Down on Sixth & Greenwich Avenues, Manhattan, there was great excitement in the women’s jail last week. On the recreation roof of the House of Detention for Women, one of the best known model prisons in the U. S., a great fresco panel, first of a series depicting The Cycle of a Woman’s Life was just finished. Giggling, nudging, shrilling with excitement, the inmates in their brown-&-white-checked house dresses crowded round the small, serious artist with cries of “Ain’t it purty!”
Long on the list of WPA projects was a bright colorful mural for this Manhattan jail. Commissioner of Correction Austin Harbutt MacCormick is an avid psychologist, a firm believer in the use of color in the mental readjustment of female prisoners. So is Prison Superintendent Ruth Elizabeth Collins. She had already accepted a collection of travel posters to enliven the bleak, white-tiled corridors of the jail. So now the prisoners march to their individual rooms, the workshops and mess hall through halls burgeoning with such signs as VISIT SPAIN, TRAVEL IN INDIA, SEE SORRENTO. But both Commissioner MacCormick and Superintendent Collins felt that this was not sufficient. Chosen to paint a permanent mural with WPA funds was Lucienne Bloch.
Youngest daughter of famed Swiss Composer Ernest Bloch (TIME, April 23. 1934 et ante). Lucienne Bloch was born in Geneva in 1909. Her first ambition was to be an Alpinist. She never thought of being an artist until at the age of 11 she suddenly began illustrating “The Owl and the Pussy-Cat.” Father Bloch, delighted, bought her a paint box, later sent her to the Cleveland School of Art. In Europe she first studied sculpture with Antoine Bourdelle, then painted at the Beaux Arts, felt acutely uncomfortable with both. It was only when she went to Rome that she saw what she really wanted to do, in the gigantic frescoes of the Vatican and St. Peter’s.

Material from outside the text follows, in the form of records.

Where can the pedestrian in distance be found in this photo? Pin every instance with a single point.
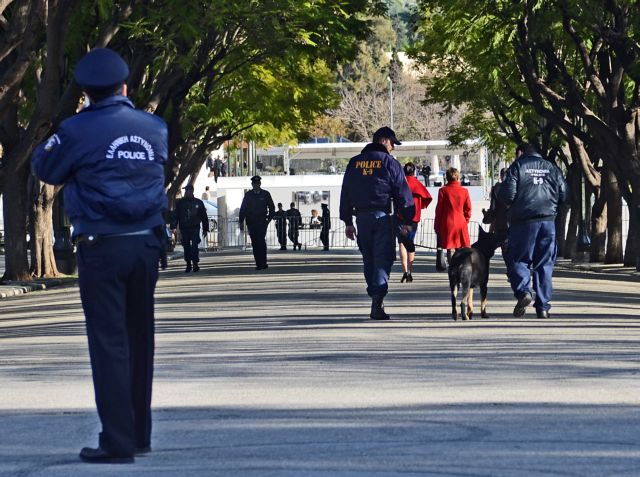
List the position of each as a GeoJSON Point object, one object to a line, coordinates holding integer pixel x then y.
{"type": "Point", "coordinates": [421, 200]}
{"type": "Point", "coordinates": [374, 182]}
{"type": "Point", "coordinates": [295, 223]}
{"type": "Point", "coordinates": [280, 220]}
{"type": "Point", "coordinates": [425, 172]}
{"type": "Point", "coordinates": [257, 210]}
{"type": "Point", "coordinates": [533, 188]}
{"type": "Point", "coordinates": [453, 212]}
{"type": "Point", "coordinates": [110, 157]}
{"type": "Point", "coordinates": [325, 221]}
{"type": "Point", "coordinates": [189, 215]}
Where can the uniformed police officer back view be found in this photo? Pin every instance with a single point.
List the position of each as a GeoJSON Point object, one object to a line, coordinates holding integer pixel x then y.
{"type": "Point", "coordinates": [110, 158]}
{"type": "Point", "coordinates": [257, 210]}
{"type": "Point", "coordinates": [373, 182]}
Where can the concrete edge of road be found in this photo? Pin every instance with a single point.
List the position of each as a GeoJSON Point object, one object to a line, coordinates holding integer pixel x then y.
{"type": "Point", "coordinates": [599, 270]}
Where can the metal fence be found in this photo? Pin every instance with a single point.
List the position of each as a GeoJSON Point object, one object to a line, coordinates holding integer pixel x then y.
{"type": "Point", "coordinates": [225, 233]}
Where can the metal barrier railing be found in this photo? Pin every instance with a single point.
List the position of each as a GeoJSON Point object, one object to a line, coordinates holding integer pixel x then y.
{"type": "Point", "coordinates": [225, 233]}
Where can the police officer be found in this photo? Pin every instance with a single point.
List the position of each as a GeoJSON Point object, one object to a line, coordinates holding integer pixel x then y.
{"type": "Point", "coordinates": [257, 210]}
{"type": "Point", "coordinates": [189, 215]}
{"type": "Point", "coordinates": [373, 181]}
{"type": "Point", "coordinates": [326, 226]}
{"type": "Point", "coordinates": [533, 188]}
{"type": "Point", "coordinates": [110, 157]}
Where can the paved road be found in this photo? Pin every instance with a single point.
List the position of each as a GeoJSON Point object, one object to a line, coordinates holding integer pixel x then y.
{"type": "Point", "coordinates": [280, 373]}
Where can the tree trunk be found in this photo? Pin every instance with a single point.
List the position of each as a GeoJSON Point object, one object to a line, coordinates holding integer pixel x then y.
{"type": "Point", "coordinates": [598, 227]}
{"type": "Point", "coordinates": [610, 188]}
{"type": "Point", "coordinates": [43, 262]}
{"type": "Point", "coordinates": [573, 177]}
{"type": "Point", "coordinates": [14, 206]}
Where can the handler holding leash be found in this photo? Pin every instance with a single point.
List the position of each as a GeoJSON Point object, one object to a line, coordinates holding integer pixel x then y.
{"type": "Point", "coordinates": [372, 181]}
{"type": "Point", "coordinates": [110, 158]}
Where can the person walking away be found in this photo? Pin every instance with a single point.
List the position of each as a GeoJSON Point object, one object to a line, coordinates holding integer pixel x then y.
{"type": "Point", "coordinates": [533, 188]}
{"type": "Point", "coordinates": [421, 200]}
{"type": "Point", "coordinates": [453, 212]}
{"type": "Point", "coordinates": [257, 210]}
{"type": "Point", "coordinates": [110, 157]}
{"type": "Point", "coordinates": [280, 219]}
{"type": "Point", "coordinates": [372, 182]}
{"type": "Point", "coordinates": [325, 227]}
{"type": "Point", "coordinates": [496, 216]}
{"type": "Point", "coordinates": [295, 222]}
{"type": "Point", "coordinates": [425, 172]}
{"type": "Point", "coordinates": [189, 215]}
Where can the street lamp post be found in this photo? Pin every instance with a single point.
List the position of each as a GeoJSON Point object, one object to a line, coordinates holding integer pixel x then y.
{"type": "Point", "coordinates": [390, 101]}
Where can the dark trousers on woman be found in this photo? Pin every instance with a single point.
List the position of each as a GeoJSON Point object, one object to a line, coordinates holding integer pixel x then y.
{"type": "Point", "coordinates": [117, 277]}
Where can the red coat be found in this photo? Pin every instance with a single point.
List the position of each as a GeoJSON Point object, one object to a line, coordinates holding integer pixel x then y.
{"type": "Point", "coordinates": [453, 212]}
{"type": "Point", "coordinates": [421, 196]}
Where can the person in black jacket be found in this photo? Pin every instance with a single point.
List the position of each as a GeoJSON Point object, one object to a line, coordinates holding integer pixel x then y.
{"type": "Point", "coordinates": [257, 210]}
{"type": "Point", "coordinates": [533, 188]}
{"type": "Point", "coordinates": [190, 213]}
{"type": "Point", "coordinates": [326, 226]}
{"type": "Point", "coordinates": [295, 222]}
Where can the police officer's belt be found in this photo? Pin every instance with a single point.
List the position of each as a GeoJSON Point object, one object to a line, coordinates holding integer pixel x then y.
{"type": "Point", "coordinates": [361, 210]}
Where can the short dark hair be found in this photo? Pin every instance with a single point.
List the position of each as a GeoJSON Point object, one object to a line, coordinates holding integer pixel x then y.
{"type": "Point", "coordinates": [409, 168]}
{"type": "Point", "coordinates": [525, 148]}
{"type": "Point", "coordinates": [97, 95]}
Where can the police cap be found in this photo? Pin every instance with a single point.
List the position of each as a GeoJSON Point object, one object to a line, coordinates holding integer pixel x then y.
{"type": "Point", "coordinates": [101, 68]}
{"type": "Point", "coordinates": [386, 132]}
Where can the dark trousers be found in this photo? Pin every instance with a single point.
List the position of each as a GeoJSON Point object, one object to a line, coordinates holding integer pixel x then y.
{"type": "Point", "coordinates": [282, 235]}
{"type": "Point", "coordinates": [377, 245]}
{"type": "Point", "coordinates": [190, 239]}
{"type": "Point", "coordinates": [257, 233]}
{"type": "Point", "coordinates": [532, 250]}
{"type": "Point", "coordinates": [117, 277]}
{"type": "Point", "coordinates": [324, 237]}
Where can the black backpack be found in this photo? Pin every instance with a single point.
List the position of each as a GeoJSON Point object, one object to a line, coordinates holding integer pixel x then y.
{"type": "Point", "coordinates": [190, 218]}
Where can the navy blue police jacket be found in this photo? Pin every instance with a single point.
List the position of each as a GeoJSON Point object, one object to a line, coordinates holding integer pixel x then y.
{"type": "Point", "coordinates": [374, 180]}
{"type": "Point", "coordinates": [533, 188]}
{"type": "Point", "coordinates": [110, 158]}
{"type": "Point", "coordinates": [257, 207]}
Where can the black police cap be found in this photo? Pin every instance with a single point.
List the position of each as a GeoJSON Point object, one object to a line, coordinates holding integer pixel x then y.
{"type": "Point", "coordinates": [386, 132]}
{"type": "Point", "coordinates": [101, 68]}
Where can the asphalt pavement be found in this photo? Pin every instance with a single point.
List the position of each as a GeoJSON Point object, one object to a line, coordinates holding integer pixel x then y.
{"type": "Point", "coordinates": [281, 373]}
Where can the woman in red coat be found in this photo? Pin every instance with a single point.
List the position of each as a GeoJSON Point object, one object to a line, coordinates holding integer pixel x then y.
{"type": "Point", "coordinates": [421, 199]}
{"type": "Point", "coordinates": [453, 212]}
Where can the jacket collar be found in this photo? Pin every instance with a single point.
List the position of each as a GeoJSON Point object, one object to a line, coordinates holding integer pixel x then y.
{"type": "Point", "coordinates": [110, 101]}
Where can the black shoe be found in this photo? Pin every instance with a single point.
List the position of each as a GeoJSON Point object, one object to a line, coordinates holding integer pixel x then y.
{"type": "Point", "coordinates": [523, 302]}
{"type": "Point", "coordinates": [377, 309]}
{"type": "Point", "coordinates": [101, 456]}
{"type": "Point", "coordinates": [143, 450]}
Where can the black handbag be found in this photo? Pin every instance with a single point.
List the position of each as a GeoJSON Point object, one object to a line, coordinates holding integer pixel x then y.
{"type": "Point", "coordinates": [441, 260]}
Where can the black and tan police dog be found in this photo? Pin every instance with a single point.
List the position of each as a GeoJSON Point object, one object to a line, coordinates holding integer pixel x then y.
{"type": "Point", "coordinates": [469, 268]}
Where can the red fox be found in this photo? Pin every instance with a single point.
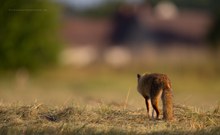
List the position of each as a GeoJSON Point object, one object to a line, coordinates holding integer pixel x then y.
{"type": "Point", "coordinates": [151, 86]}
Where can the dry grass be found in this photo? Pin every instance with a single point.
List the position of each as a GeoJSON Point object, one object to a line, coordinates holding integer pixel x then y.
{"type": "Point", "coordinates": [104, 119]}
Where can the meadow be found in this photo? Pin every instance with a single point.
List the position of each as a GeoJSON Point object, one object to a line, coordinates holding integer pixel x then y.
{"type": "Point", "coordinates": [102, 100]}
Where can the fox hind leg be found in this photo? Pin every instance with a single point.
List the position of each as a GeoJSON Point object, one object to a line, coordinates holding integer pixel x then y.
{"type": "Point", "coordinates": [147, 100]}
{"type": "Point", "coordinates": [154, 102]}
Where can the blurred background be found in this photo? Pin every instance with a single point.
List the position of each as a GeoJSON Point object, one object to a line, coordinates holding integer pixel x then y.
{"type": "Point", "coordinates": [89, 51]}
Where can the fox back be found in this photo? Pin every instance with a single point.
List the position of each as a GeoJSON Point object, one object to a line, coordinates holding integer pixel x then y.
{"type": "Point", "coordinates": [152, 86]}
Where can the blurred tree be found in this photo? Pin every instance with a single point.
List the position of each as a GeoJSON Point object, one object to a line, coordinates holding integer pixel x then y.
{"type": "Point", "coordinates": [28, 34]}
{"type": "Point", "coordinates": [214, 33]}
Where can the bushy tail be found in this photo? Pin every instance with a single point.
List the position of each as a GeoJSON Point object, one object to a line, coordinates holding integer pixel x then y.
{"type": "Point", "coordinates": [167, 98]}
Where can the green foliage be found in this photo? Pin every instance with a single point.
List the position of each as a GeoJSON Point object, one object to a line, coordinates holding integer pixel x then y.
{"type": "Point", "coordinates": [28, 34]}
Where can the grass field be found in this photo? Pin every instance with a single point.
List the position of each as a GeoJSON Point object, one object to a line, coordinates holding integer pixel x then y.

Back in the U. S. she met paunchy Diego Rivera, begged his permission to grind colors, become his assistant. She worked with the Mexican muralist on his Detroit Art Institute fresco before helping him with the fresco fiasco of Rockefeller Center (TIME, May 22, 1933 et ante). It was Lucienne Bloch, as Rivera’s official photographer, who took the only pictures of the completed mural before it was ordered destroyed. A few friends call her Lucienne; a few call her Luce. She hates Lucy, prefers the simple, abrupt “Bloch.”
For the subject of her prison mural she consulted earnestly with prison authorities and inmates. The latter promptly rejected Women in Industry as “sounding too much like work.” They preferred Women in National Costume. Superintendent Collins won them over to The Cycle of a Woman’s Life.
Bloch’s cycle shows a mythical background on the edge of Long Island slums. In the back are factories, gas tanks, the towers of Manhattan. Assorted moppets, black and white, are swinging on swings, sliding on slides, building blocks, playing tag. going to school. On a bench.a colored mother shells peas, a white mother knits. Because the prisoners demanded flowers. Bloch painted in the pushcart of a flower peddler who stands often before the jail door. On a window sill she has immortalized a black mongrel kitten which, until its poisoning few weeks ago, was known to all as Coconito. Inmates have already given names to most of the children in the fresco.